I need to power a 775 DC motor with arduino. So I ordered a driver from China, but to kill time decided to try and make my own driver. I made up a schematic like this:
I used my laser cutter to make a PCB, soldered everything in place and now comes the testing...
It's not working. I use a 12V power supply for VCC, and 5V from arduino for logic. Grounds are tied together.
When I give 5V to any EN pins, the power supply gets shorted.
Does anyone see a problem with my schematic, or is my pcb faulty? Should the schematic even work? Thanks!
10 ohms is an extremely low value for R1,R2. That's likely to exceed the maximum emitter current for Q3,Q4 (and maybe smoke the resistors, or the drive transistors).
Not to put too fine a point on it, but do you know Ohm's law?

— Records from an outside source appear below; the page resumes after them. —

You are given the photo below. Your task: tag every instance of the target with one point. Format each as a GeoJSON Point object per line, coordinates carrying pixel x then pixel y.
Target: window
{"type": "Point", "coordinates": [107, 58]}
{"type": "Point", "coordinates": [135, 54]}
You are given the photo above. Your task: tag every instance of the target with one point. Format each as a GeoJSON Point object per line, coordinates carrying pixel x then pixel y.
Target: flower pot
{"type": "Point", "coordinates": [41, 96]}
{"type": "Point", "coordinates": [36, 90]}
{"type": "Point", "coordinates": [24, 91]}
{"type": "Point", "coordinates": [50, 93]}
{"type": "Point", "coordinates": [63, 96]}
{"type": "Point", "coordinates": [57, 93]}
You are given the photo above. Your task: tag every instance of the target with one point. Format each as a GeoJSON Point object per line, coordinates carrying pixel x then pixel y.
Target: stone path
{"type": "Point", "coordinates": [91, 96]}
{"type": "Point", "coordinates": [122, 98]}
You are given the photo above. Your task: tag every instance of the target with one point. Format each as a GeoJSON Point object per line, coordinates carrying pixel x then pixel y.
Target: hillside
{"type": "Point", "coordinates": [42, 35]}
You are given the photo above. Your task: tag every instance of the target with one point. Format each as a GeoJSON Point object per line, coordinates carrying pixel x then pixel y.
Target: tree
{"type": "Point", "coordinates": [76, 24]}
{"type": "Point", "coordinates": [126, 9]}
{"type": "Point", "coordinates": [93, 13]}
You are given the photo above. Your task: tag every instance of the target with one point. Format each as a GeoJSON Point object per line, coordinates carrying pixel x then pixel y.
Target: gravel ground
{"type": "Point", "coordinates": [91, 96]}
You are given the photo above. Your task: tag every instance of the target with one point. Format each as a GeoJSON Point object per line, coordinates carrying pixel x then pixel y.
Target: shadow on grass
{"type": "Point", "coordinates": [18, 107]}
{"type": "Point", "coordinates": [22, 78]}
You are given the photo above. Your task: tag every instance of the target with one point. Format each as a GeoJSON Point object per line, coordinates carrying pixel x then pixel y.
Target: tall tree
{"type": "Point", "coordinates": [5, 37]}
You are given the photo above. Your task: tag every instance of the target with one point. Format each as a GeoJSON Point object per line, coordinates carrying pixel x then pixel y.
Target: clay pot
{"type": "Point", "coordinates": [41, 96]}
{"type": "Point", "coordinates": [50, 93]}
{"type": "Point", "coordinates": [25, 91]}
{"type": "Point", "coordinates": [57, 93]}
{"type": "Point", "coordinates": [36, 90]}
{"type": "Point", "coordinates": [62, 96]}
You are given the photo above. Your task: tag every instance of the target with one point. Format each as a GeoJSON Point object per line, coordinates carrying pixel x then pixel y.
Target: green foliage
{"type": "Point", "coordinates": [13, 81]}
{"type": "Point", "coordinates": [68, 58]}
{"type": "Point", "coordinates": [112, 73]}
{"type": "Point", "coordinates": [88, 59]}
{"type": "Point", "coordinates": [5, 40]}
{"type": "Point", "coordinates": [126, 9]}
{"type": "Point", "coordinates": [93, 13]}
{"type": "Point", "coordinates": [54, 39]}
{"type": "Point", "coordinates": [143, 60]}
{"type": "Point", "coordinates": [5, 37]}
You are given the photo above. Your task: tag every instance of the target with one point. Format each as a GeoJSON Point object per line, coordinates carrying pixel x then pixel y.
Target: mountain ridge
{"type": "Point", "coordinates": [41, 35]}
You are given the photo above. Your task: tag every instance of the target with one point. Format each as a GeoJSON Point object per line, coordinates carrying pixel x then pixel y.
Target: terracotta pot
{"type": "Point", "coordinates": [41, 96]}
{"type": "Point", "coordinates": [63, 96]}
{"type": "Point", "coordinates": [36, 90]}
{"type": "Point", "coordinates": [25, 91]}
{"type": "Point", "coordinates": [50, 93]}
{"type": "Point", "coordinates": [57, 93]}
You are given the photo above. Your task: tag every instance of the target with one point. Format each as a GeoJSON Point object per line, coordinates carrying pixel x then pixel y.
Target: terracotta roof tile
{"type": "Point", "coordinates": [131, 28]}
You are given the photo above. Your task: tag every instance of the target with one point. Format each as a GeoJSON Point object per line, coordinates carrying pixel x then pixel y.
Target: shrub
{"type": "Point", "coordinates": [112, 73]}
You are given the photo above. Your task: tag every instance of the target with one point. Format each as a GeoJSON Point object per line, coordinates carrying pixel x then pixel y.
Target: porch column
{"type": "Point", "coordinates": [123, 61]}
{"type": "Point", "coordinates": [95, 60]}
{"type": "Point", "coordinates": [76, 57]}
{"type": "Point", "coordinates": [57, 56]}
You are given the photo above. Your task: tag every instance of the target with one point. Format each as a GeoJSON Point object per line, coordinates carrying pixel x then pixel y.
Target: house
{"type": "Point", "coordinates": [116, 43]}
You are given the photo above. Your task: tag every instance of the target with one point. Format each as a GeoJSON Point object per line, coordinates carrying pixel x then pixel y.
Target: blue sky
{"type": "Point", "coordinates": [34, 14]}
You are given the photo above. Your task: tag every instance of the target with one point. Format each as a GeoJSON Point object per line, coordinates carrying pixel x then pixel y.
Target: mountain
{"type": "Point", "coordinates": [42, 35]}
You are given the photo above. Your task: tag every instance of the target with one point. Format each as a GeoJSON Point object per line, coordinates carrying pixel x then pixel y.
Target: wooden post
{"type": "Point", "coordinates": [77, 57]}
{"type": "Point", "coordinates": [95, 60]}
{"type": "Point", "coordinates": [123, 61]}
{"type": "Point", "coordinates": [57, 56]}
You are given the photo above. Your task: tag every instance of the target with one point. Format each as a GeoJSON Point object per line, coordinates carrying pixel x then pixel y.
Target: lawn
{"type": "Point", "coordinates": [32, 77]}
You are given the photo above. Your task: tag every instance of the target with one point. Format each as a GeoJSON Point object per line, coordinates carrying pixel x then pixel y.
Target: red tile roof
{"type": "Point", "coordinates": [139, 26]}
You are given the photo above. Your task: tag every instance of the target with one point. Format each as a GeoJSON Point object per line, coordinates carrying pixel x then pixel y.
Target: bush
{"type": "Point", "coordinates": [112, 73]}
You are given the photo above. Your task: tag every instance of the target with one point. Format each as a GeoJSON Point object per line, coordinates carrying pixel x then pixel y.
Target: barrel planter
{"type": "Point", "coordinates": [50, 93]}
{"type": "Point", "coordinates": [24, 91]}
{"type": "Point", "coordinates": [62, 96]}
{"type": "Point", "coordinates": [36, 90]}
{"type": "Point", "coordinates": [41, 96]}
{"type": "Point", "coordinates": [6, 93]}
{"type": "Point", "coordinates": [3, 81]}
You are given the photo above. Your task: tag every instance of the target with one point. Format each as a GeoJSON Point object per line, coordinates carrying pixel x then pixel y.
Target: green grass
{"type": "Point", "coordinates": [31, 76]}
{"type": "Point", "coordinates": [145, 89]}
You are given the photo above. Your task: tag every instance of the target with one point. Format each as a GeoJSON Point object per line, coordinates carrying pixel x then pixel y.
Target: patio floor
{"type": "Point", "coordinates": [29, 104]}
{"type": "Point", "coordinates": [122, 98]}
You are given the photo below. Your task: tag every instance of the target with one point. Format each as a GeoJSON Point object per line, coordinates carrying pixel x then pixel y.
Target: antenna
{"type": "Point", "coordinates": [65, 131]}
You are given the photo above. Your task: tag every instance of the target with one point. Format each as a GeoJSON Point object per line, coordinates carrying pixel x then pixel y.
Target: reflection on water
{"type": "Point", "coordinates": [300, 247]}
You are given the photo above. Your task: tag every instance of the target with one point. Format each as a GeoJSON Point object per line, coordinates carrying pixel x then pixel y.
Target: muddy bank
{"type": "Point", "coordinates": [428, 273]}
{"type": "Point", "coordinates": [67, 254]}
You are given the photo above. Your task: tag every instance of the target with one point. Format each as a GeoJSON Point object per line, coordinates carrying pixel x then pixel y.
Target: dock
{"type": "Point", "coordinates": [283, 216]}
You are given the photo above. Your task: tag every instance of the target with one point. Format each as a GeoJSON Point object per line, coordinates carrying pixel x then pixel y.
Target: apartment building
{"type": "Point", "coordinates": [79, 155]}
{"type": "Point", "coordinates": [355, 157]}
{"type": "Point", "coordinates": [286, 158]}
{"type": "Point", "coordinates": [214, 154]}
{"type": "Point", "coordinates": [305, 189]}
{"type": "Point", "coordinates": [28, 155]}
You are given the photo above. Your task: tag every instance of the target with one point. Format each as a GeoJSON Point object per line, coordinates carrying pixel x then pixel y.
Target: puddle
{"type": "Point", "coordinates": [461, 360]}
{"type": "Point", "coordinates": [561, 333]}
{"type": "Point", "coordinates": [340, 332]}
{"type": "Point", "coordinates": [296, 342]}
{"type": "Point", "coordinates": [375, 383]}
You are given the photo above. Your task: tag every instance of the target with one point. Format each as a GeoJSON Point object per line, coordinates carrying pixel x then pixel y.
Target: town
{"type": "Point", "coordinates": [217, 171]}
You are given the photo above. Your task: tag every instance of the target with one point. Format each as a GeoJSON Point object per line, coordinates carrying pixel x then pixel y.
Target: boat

Welp, when I was designing the circuit, it seemed a good value. Now I changed it to 1k, and it is in fact working. But, when I measure the voltage across the motor, its only 10.7V when the VCC is 12V. Is the 1k too much and the transitor isnt saturating, or is it normal with transistors? Thanks!
Well I had a really stupid mistake. I had the pcb on my table turned the other way, and so I was thinking I was connecting the 5V to EN pins, but actually I was connecting to PWM pins. That way I didnt think the small resistor values was the cause.
It looks like your top PNP are always ON or shorted, as @anon57585045 stated.
For simplicity you can remove the PWM driver transistors and connect the base of the top-left Darlington to the collector of the bottom-right Darlington, same for top-right and bottom left. Of course with resistors matching Vcc like 10k. This leaves one control input for each direction.